Por isso, caro leitor, se você visitar várias igrejas de nossa Comunhão, em várias partes do mundo, verá que não há uma uniformidade, mas uma grande diversidade. Essa diversidade ocorre inclusive dentro de uma mesma diocese. Algumas comunidades terão a aparência de uma Igreja Romana anterior ao Vaticano II, ou uma Igreja Oriental: você verá imagens, quadros, muitas velas acesas, a liturgia é realizada com sofisticado cerimonial e o clero paramentado de forma solene; outras comunidades parecerão uma Igreja Evangélica: um discreto altar, sem velas, a decoração do templo no máximo admite um cruz, o cerimonial é bem simples (embora usa-se o mesmo Livro de Oração Comum), há uma ênfase maior na pregação e na piedade pessoal; você ainda encontrará comunidades onde a liturgia é dançada (na África especialmente), os cânticos são modernos e em ritmo popular; outras ainda misturam tudo isso em sua prática comunitária… enfim, ouso dizer que não há duas comunidades anglicanas idênticas em todo o mundo! Todavia, estão em comunhão no Senhorio de Jesus Cristo, em unidade na diversidade, sendo o símbolo dessa unidade o Quadrilátero de Lambeth Chicago.
Pode ser atrevimento de minha parte, uma certa euforia, mas eu sinto que somos muito parecidos com a Igreja Primitiva, antes da cristandade ser estabelecida quando o cristianismo se torna religião oficial e estatal do Império Romano do Ocidente no século IV.

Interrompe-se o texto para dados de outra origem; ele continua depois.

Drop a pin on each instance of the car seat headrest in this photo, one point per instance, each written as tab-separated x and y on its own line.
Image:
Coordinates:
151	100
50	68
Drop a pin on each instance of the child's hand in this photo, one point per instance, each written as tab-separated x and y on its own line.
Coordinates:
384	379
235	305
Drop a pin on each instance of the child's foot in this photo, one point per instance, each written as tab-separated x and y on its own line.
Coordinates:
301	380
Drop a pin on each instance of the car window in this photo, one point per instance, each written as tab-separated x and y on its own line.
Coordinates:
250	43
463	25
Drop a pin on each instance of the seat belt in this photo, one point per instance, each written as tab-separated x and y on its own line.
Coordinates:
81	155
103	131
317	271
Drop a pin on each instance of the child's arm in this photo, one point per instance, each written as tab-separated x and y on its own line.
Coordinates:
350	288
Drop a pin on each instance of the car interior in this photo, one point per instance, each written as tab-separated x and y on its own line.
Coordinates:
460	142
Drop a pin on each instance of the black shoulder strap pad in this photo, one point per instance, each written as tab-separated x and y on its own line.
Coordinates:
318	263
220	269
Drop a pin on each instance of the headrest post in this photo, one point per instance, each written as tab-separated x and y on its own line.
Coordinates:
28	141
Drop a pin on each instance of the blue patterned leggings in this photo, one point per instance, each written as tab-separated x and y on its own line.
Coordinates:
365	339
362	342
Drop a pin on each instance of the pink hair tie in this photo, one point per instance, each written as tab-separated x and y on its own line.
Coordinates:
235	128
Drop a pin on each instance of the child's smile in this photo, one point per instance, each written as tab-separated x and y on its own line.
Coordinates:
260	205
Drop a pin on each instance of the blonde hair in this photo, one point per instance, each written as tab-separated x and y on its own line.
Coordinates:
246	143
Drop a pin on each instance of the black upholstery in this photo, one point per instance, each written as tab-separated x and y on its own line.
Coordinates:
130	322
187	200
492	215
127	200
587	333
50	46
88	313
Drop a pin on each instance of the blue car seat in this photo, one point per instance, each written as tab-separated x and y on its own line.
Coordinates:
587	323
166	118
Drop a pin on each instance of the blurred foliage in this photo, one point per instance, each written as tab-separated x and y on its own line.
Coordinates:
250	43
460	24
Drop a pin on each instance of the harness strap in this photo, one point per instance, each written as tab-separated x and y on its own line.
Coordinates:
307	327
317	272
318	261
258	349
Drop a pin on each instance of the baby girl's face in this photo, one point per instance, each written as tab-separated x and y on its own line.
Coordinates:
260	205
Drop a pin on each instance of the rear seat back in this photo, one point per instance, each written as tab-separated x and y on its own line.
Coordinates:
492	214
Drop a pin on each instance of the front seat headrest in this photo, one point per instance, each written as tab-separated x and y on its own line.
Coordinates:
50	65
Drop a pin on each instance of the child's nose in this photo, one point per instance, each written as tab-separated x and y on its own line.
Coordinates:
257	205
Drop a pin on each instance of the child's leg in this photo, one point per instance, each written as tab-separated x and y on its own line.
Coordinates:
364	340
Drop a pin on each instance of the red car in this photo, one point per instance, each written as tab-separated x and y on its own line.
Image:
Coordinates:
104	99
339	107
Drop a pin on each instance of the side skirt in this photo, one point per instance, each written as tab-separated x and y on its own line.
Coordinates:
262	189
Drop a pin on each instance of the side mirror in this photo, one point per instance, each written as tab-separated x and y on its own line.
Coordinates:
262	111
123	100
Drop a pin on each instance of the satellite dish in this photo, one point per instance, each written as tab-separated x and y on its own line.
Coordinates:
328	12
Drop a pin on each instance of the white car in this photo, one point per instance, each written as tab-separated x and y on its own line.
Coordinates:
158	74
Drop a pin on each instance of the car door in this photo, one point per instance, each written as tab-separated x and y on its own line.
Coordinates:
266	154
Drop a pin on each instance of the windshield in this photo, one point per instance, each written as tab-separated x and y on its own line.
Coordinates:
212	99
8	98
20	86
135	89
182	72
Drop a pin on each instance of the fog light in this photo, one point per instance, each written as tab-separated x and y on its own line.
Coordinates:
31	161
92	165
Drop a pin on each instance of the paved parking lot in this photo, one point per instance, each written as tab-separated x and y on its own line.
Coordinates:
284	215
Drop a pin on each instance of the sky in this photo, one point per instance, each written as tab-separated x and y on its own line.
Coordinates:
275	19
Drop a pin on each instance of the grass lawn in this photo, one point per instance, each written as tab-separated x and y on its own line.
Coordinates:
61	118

Ser uma Igreja de Comunhão não é simples: não somos unidos porque aceitamos essa ou aquela doutrina, esse ou aquele princípio de usos e costumes, porque rezamos de uma forma ou de outra… somos unidos porque reconhecemos que fazemos parte de uma mesma comunidade de fé, diversa em sua forma de ser, mas centrada em Jesus Cristo, nosso Senhor.
Assim, ninguém se torna verdadeiramente anglicano ou episcopaliano porque adotou uma forma específica de confessar a fé; tornar-se episcopaliano é um exercício contínuo e um desafio, porque você terá de conviver com os diferentes em Comunhão, e terá de aprender a reconhecer a sua Igreja nas suas diversas maneiras de ser, conforme a prática e a história de cada comunidade.
No 1º Centenário da Igreja Episcopal Anglicana do Brasil (1989) adotou-se o lema “Igreja a gente vive!”; isso se opõe ao “Igreja a gente segue!”, e também ao “Igreja do Pastor Fulano!”.
Meu irmão de Ordem, companheiro de ministério e um dos meus confessores, Rev. Onofre Machado Ramos ost+, falecido ano passado, dizia: “Igreja a gente vive com paixão!”. Isso é ser parte de uma Igreja de Comunhão: uma relação sempre de desafio na aceitação do outro, em nome de Jesus Cristo, e de companheirismo solidário.
Rev. Luiz Caetano, ost+
===/===
Nenhum comentário:
Postar um comentário
Muito obrigado pelo seu comentário.
Seja breve e objetivo.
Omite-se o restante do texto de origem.